3. Holmes also asks us to review his other trial motions for error, but he presents no argument or case law explaining what error is presented in these decisions. We conclude the request for review is waived. See State v. Butcher, 563 N.W.2d 776, 780-81 (Minn. App. 1997) (finding that where appellant fails to make and develop argument other than general assertion of error, issue may be deemed waived), review denied (Minn. Aug. 5, 1997).

4. Holmes argues that the trial court abused its discretion by revoking his probation.

The trial court has broad discretion in determining if there is sufficient evidence to revoke probation and should be reversed only if there is a clear abuse of that discretion.


State v. Austin, 295 N.W.2d 246, 249-50 (Minn. 1980) (citations omitted). To revoke probation, the district court must find clear and convincing evidence that a defendant violated the conditions of his probation. Minn. R. Crim. P. 27.04, subd. 2(1)(b); State v. Moot, 398 N.W.2d 21, 23 (Minn. App. 1986), review denied (Minn. Feb. 13, 1987). Before probation can be revoked, the district court must (1) specify the condition or conditions that were violated, (2) find that the violation was intentional and inexcusable, and (3) find that the need for confinement outweighs the policies favoring probation. Austin, 295 N.W.2d at 250.

Holmes argues that the trial court did not properly weigh the third Austin factor, whether the confinement outweighed the policies favoring probation. We disagree. "The purpose of probation is rehabilitation and revocation should be used only as a last resort when treatment has failed." Id. Grounds for revocation include finding that, on the basis of the original offense and the intervening conduct, failing to revoke probation would denigrate the seriousness of the probation violation. Id. at 251.

Less judicial forbearance is urged for persons violating conditions of a stayed sentence who were convicted of a more severe offense or who had a longer criminal history.


Minn. Sent. Guidelines III.B. The district court should exercise "great restraint * * * when considering increasing the severity of the sanction based upon non-criminal technical violations of probationary conditions." Id., cmt. III.B.01.

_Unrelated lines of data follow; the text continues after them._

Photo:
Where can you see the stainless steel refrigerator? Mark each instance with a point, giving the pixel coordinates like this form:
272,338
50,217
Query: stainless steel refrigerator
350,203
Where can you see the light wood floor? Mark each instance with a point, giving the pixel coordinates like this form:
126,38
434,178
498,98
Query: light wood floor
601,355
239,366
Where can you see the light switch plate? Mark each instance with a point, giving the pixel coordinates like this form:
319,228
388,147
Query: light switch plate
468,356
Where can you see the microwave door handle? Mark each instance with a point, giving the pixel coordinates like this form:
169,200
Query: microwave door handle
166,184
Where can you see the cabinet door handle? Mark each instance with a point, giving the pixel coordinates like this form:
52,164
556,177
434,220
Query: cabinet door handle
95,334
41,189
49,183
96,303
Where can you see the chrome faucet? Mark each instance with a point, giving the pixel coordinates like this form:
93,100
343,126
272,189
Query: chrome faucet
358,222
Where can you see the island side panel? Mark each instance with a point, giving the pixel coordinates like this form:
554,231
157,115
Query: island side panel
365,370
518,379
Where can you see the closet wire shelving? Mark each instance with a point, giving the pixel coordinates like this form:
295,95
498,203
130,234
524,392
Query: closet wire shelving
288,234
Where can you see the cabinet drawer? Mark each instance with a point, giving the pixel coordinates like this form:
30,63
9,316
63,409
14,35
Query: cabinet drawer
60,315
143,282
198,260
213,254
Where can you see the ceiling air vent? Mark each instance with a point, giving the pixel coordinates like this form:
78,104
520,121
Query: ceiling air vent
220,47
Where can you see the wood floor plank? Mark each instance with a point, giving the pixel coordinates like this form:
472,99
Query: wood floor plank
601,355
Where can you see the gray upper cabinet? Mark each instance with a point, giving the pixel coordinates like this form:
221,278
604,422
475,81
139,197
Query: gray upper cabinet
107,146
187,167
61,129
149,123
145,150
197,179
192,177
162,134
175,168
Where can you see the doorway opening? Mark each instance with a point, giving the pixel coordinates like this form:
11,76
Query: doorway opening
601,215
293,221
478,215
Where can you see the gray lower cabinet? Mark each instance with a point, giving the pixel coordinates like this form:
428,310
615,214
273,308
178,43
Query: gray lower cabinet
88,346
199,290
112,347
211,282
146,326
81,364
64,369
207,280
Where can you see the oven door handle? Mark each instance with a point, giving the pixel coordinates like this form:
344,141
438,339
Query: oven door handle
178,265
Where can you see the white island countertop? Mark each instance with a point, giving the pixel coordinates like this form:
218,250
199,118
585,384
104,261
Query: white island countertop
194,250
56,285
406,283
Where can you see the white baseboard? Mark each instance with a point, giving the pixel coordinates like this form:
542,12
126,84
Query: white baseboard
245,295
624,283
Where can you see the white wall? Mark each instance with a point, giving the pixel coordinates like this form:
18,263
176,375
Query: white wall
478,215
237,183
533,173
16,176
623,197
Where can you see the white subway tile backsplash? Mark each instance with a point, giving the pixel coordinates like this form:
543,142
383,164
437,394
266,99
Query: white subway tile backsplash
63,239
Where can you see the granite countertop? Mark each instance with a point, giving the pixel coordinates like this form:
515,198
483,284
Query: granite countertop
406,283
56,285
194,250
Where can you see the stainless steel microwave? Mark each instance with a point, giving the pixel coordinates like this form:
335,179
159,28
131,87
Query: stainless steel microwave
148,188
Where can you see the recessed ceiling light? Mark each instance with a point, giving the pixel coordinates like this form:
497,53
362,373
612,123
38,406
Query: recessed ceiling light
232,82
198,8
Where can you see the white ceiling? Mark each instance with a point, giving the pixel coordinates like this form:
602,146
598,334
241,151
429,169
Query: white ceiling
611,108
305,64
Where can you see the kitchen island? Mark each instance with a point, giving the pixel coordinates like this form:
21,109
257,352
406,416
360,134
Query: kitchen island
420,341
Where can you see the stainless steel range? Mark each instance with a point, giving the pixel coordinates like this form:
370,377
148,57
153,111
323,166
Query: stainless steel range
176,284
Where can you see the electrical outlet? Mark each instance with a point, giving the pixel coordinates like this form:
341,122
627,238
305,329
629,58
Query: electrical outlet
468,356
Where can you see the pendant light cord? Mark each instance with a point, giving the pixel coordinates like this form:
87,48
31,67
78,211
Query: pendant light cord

Here, the court did balance Holmes's ability to succeed on probation against the need for confinement. The trial court found that the reasons that caused Holmes to violate his probation will always be present. See Austin, 295 N.W.2d at 251 (stating that revoking probation may not be reflexive action and instead requires showing that offender "cannot be counted on to avoid antisocial activity" (quotation omitted)). We cannot say on the record before us that the trial court abused its broad discretion in revoking Holmes's probation.

Holmes argued in his pro se supplemental brief that his inability to take a urine test an hour and a half after the initial request should not be considered a denial. In essence, he argues that because the jail normally allows two hours for a probationer to submit a urine sample, this was an improper basis to revoke his probation. The trial court acted within its discretion in finding that the time spread was adequate. Cf. Moot, 398 N.W.2d at 23 (stating that in probation-violation proceeding trial court acts as fact-finder and weighs credibility of witnesses).